For those who believe the RCC is the Church, "the occupant of the See of Rome the successor of Peter in the supreme pastorate," no further proof is needed.

For those who do not believe the RCC is the Church, "the occupant of the See of Rome the successor of Peter in the supreme pastorate," no further un-Scriptural proof can be given.






Why do you think hundreds of protestant pastors haver converting to Catholicism in the last 15 years?

I have two answers:


1) An outpouring of the Holy Spirit

AND

2) The internet, which provides easily accessible information about the early Church

I may also say that many Catholics have converted to Protestantism as well.

One reason why this happens is that many are seeking truth. They often will jump from  church to church. The problem is you will not likely find the true church if you are looking to the institutional church system or some affiliation or historical facts Truth is not always in historical evidences or tradition. for the church is based on faith in Christ and the Holy spirit and not men or institutions.
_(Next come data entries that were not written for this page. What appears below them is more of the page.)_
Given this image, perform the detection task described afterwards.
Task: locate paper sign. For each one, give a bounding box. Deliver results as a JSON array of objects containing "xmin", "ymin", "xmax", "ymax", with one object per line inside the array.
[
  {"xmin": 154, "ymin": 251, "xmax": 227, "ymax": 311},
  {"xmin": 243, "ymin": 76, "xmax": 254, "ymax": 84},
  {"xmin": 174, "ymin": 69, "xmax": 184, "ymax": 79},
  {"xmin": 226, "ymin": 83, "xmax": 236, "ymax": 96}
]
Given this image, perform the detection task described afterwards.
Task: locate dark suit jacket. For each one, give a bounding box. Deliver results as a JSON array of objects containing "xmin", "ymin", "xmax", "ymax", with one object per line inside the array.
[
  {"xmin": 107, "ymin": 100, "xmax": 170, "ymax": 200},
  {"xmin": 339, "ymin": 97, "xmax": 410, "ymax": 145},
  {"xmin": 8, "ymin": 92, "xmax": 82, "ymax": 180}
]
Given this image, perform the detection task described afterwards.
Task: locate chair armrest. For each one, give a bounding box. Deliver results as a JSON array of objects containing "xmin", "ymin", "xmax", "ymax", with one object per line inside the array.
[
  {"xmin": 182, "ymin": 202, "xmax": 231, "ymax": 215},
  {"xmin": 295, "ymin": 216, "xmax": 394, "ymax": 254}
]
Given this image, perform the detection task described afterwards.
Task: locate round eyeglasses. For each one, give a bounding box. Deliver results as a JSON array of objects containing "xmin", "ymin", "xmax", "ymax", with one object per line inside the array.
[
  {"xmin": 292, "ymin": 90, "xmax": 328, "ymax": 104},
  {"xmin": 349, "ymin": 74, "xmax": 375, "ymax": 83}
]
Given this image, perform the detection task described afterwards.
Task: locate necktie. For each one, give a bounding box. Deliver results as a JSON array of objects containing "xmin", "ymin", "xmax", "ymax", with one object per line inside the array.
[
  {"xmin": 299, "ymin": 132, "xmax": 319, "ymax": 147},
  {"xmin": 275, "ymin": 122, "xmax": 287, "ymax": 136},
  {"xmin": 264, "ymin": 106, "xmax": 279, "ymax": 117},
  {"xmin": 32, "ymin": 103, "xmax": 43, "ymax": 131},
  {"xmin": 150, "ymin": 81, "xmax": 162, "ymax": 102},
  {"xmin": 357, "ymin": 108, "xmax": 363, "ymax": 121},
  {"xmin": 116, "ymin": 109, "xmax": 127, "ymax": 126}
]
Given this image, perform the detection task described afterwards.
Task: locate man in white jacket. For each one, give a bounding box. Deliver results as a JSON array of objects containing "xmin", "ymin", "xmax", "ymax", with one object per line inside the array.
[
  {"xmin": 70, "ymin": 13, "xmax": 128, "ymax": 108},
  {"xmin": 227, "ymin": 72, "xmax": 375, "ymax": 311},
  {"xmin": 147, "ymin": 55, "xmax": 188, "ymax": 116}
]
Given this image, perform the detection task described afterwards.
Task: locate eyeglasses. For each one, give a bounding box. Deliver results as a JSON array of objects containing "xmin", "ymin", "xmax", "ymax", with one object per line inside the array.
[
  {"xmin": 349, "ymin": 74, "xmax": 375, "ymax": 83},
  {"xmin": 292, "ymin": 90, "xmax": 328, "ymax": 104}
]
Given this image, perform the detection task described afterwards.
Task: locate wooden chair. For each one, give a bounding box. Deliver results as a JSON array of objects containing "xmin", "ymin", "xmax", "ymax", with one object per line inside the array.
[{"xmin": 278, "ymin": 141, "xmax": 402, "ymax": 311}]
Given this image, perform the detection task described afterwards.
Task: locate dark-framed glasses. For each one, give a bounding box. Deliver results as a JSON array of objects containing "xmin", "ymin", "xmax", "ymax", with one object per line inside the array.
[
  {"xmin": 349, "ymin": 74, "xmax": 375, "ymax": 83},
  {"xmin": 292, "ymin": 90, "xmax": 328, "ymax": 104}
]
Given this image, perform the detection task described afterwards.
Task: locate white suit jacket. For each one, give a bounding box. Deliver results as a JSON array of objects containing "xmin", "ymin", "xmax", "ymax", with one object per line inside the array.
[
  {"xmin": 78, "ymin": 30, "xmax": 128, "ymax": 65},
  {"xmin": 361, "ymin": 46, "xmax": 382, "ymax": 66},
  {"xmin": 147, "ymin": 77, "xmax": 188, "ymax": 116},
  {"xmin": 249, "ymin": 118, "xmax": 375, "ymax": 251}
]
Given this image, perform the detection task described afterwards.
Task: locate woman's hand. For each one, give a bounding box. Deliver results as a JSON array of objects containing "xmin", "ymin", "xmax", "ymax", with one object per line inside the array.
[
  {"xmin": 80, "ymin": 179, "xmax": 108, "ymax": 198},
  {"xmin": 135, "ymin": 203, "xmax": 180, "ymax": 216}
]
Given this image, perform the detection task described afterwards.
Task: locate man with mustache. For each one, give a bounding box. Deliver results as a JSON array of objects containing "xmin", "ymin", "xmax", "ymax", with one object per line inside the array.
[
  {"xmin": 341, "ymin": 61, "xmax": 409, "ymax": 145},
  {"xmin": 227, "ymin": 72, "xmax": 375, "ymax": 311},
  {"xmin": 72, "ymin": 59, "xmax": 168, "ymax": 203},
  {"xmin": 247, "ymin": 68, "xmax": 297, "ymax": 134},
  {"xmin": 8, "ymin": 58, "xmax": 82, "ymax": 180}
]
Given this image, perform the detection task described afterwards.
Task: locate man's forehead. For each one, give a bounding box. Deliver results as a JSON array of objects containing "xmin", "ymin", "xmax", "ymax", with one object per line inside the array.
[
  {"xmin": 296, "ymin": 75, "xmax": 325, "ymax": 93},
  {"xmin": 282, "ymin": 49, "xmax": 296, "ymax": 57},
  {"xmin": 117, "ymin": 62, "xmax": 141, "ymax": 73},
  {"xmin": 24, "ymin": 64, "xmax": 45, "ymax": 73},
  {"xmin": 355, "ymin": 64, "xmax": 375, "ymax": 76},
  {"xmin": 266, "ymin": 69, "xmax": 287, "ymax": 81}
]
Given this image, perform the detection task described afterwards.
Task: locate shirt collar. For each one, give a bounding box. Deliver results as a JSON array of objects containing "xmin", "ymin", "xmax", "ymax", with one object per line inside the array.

The church is a relation and not affiliation. True we need the fellowship of other believers and teachers.  but you will not really find truth until you seek Christ with all your heart. As it says"trust in the Lord with all your heart and do not lean on your own understand but in all thy ways acknowledge Him and he shall direct thy path."  When you put Christ at the very center of all you are and do then you will find truth.

It is true that Satan has masterfully injected confusion into this thing we call Christianity so we often will look at the wrong things while looking for truth. Protestant catholic really has little to with finding the truth for truth is revealed truth and that truth is in the person of Jesus Christ  There are no pet denominations in Gods kingdom but only those who walk in the Spirit.

Jumping from one church or denomination to another is not an  outpouring of the Holy Spirit.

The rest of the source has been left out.